Fortunately we do have the OpenExchange and help is at hand by using the RecordSourceTU application which is a free plugin developed by the SDL Community Developers to resolve this problem. Even more fortunately the OpenExchange developers rarely do things by halves so this is what we get:
You have the opportunity to have the following, one, two or/and three options automatically supplying information to every segment you send to your translation memory:
- Record source filename
- Record source file complete path
- Record source project name
The second option would mirror SDLX. The other two are enhancements, and quite useful because they probably cover the most likely needs based on the files and projects you work on. If I use these by allowing the app to create new fields for each of these items then my segment would record the data as follows:
But it will do this automatically for every Project and every file I work on from now on… if I’m using this TM. Pretty cool… and I think this is cool not just because of what it’s doing, but because of what the developer was able to do without having to wait for this to be added into the product. Even cooler is that the source code is opensource so if you liked this idea but wanted to have additional, or just different dynamic metadata stamped to your TUs without you having to manually control it then most of the work is already done for you. That’s pretty cool!

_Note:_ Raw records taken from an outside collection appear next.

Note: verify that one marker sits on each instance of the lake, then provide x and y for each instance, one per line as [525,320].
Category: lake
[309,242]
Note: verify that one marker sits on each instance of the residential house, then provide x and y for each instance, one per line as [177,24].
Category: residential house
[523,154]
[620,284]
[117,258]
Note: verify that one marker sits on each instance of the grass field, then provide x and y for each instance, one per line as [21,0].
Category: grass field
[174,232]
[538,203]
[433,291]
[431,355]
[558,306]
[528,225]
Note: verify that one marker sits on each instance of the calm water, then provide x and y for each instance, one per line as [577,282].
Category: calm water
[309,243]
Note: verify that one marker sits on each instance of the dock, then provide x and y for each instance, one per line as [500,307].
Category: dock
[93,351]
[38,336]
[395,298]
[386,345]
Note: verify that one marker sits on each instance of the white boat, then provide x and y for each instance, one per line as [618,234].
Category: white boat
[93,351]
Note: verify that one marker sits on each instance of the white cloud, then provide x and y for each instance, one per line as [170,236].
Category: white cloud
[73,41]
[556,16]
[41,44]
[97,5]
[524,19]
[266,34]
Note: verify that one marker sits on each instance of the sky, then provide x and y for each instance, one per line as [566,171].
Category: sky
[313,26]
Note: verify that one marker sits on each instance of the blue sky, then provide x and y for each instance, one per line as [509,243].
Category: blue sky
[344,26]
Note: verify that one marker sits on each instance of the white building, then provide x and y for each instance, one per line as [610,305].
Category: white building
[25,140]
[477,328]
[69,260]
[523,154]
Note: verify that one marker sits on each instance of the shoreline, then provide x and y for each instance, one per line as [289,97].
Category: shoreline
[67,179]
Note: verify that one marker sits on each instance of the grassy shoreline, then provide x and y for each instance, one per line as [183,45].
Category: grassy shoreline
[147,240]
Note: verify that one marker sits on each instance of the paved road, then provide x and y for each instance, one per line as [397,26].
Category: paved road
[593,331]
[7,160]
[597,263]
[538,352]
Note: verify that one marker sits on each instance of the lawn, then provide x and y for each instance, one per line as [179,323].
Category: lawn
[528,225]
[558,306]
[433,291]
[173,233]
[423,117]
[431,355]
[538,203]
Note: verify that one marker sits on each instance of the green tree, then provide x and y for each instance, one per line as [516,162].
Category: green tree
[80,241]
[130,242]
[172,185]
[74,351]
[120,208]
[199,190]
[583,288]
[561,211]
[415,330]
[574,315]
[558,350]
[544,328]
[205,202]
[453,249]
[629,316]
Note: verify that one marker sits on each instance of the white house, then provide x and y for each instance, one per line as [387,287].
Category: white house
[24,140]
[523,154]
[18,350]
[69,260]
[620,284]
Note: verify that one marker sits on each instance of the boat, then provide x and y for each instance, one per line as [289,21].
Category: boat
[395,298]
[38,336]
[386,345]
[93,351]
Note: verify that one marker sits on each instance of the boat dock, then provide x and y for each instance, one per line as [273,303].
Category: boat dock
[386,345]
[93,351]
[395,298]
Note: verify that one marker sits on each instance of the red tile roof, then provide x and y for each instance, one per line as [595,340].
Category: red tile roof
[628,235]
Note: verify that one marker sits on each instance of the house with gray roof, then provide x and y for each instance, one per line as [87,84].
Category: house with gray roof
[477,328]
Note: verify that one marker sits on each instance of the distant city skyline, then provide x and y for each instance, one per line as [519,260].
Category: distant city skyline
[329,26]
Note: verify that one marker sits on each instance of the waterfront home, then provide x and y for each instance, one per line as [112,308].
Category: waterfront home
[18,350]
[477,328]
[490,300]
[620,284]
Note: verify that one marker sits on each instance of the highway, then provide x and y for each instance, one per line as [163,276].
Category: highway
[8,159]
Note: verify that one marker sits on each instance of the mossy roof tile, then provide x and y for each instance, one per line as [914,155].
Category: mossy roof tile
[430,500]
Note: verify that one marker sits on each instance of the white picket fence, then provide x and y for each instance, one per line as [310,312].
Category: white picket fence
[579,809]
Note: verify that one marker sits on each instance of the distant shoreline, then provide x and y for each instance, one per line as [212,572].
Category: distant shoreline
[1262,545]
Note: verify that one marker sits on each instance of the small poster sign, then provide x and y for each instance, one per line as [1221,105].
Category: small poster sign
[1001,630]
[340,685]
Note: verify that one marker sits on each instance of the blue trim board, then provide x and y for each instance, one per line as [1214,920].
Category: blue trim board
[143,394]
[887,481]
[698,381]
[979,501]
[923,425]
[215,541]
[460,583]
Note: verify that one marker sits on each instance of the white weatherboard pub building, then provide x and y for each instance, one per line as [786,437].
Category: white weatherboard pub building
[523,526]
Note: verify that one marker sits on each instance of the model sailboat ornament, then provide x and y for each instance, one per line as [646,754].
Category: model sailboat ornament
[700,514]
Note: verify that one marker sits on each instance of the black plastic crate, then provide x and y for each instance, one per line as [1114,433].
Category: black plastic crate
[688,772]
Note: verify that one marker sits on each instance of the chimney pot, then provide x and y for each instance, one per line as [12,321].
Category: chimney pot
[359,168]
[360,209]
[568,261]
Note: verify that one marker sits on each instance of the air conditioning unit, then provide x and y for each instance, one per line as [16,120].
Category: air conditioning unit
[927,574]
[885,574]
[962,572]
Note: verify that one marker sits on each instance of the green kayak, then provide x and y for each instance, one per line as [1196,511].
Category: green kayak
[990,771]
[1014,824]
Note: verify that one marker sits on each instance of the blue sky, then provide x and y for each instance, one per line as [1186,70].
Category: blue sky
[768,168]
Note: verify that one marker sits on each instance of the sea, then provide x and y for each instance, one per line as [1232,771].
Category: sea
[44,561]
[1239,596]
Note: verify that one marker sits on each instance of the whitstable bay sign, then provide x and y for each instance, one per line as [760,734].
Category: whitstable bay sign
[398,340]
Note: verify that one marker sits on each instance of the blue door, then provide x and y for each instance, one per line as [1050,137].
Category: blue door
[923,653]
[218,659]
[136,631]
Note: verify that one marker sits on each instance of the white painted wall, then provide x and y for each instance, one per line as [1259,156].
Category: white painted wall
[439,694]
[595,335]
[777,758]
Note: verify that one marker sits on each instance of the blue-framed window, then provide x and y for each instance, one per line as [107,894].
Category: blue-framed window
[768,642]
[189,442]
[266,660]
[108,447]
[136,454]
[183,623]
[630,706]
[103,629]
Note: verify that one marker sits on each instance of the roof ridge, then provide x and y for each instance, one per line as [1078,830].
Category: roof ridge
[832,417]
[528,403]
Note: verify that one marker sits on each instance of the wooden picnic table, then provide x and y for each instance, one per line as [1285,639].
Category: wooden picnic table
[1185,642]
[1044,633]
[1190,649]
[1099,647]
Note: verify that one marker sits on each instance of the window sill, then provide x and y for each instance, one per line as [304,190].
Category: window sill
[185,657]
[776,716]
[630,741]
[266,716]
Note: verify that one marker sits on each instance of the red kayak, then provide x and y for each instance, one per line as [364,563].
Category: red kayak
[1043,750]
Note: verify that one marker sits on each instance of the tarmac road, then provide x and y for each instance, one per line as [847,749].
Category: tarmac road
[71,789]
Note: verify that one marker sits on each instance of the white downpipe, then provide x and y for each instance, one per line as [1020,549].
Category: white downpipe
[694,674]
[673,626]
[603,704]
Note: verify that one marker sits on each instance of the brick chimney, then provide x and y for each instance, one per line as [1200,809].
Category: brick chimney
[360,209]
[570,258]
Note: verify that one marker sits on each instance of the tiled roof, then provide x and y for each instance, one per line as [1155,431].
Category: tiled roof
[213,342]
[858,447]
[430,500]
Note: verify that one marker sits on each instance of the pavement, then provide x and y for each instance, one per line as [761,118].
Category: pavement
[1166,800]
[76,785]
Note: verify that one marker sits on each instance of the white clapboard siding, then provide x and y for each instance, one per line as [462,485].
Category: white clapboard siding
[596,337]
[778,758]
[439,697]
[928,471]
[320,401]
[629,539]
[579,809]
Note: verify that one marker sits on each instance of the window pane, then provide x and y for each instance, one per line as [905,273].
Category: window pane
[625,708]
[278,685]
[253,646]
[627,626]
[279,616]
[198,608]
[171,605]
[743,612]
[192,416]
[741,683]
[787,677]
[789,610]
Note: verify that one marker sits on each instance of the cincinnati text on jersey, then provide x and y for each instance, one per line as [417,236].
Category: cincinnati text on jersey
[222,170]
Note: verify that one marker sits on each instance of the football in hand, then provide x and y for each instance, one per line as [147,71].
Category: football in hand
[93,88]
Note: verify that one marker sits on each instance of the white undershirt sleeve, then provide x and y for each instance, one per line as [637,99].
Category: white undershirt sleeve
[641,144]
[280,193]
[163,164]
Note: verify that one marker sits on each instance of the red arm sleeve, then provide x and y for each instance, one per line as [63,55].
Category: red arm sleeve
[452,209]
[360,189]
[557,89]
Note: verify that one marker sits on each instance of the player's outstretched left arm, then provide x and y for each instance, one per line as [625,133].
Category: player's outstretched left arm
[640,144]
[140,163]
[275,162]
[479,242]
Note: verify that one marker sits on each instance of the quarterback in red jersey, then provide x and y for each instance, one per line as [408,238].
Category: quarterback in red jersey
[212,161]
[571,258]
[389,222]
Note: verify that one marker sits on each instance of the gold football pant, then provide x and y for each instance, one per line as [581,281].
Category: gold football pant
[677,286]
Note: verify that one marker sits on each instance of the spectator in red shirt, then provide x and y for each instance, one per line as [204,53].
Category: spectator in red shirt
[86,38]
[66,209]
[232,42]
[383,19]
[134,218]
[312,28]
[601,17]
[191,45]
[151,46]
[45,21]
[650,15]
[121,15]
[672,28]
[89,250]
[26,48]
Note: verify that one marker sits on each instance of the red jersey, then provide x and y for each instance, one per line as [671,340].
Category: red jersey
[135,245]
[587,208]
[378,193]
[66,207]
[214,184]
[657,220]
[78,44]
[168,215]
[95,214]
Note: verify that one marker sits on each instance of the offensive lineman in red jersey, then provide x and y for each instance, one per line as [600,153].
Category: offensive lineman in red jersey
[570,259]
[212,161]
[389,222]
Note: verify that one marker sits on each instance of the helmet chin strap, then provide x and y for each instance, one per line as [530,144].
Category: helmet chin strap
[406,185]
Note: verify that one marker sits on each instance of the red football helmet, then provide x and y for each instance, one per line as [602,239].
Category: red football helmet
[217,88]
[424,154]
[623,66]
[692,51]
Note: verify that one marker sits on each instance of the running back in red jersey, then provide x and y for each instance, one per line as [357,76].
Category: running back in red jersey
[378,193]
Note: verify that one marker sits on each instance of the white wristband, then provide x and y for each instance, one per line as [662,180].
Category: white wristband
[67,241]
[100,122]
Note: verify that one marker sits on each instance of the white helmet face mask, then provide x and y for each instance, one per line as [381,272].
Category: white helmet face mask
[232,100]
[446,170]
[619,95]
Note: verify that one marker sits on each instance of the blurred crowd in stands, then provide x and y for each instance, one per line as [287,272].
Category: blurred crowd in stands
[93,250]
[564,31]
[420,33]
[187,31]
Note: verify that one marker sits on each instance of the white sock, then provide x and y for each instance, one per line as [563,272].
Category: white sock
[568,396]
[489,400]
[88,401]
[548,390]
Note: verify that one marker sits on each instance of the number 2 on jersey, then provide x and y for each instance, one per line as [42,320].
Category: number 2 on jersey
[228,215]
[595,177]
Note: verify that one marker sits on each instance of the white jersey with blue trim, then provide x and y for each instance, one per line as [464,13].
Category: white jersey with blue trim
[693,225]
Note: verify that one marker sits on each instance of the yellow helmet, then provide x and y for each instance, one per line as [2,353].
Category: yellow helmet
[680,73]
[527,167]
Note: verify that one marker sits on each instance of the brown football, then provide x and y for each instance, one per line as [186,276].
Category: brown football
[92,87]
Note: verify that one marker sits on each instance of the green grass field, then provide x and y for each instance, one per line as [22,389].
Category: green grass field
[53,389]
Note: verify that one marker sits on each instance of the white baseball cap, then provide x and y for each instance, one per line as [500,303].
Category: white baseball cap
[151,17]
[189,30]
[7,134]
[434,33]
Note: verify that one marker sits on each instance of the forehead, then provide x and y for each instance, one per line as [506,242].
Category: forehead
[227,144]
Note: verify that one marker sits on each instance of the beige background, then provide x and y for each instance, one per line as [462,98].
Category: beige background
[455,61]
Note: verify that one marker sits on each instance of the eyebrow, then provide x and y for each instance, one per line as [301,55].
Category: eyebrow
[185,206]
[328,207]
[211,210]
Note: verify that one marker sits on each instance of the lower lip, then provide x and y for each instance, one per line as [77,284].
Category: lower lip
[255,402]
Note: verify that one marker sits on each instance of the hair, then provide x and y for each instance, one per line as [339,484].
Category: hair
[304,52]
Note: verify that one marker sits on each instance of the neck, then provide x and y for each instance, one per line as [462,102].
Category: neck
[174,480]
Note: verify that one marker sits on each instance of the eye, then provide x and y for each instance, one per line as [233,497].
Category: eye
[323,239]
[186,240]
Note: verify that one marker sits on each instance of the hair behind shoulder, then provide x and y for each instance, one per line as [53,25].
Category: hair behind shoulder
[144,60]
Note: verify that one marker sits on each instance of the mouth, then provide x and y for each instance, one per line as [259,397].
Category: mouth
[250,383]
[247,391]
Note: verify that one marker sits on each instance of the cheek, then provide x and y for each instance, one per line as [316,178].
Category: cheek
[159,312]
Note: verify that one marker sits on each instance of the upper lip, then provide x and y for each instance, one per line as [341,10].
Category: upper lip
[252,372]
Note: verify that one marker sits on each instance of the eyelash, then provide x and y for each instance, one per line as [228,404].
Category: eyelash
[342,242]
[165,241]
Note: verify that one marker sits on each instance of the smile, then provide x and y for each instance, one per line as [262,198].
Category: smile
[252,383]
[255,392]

But that’s not all of course. If you’d read the original article and decided to create a field for these things yourself and are now happily using them with the manual update route, then this is also catered nicely for. In my earlier example I created a field and called it “Source File” which is different to the automatically created one. So if I wanted to use this application with my existing TM I just select that field like this:
Now the existing field would be automatically updated and I won’t have to add the new filename into the update field every time I move onto a new file. Very helpful feature.
Now the one thing I didn’t mention is how do you invoke this solution in the first place? Well, this is also fairly simple as the app is basically a new TM provider. So first you download the RecordSourceTU application from the OpenExchange and install it. Then restart Studio and when you add your TM to your Project you do it with this option:
It works the same way as AnyTM, you would select RecordSourceTU and then pick the TM you want. This will immediately present you with the window of options so you can confirm which metadata you would like to see added to your TUs as you work. Simple. If you want to change the options at any time you just go back to your list of TMs and will see that the RecordSourceTU TM is also conveniently annotated so you can see which one it was, and click on Settings and then OK:
This will invoke the options again and you can change them as required. Please note that once you have been using fields created or maintained with this application that the rules and restrictions associated with these features are the same as they were in the original article.
But still a great feature and timesaver if you wish to be able to store this additional useful information without even having to think about it as you work!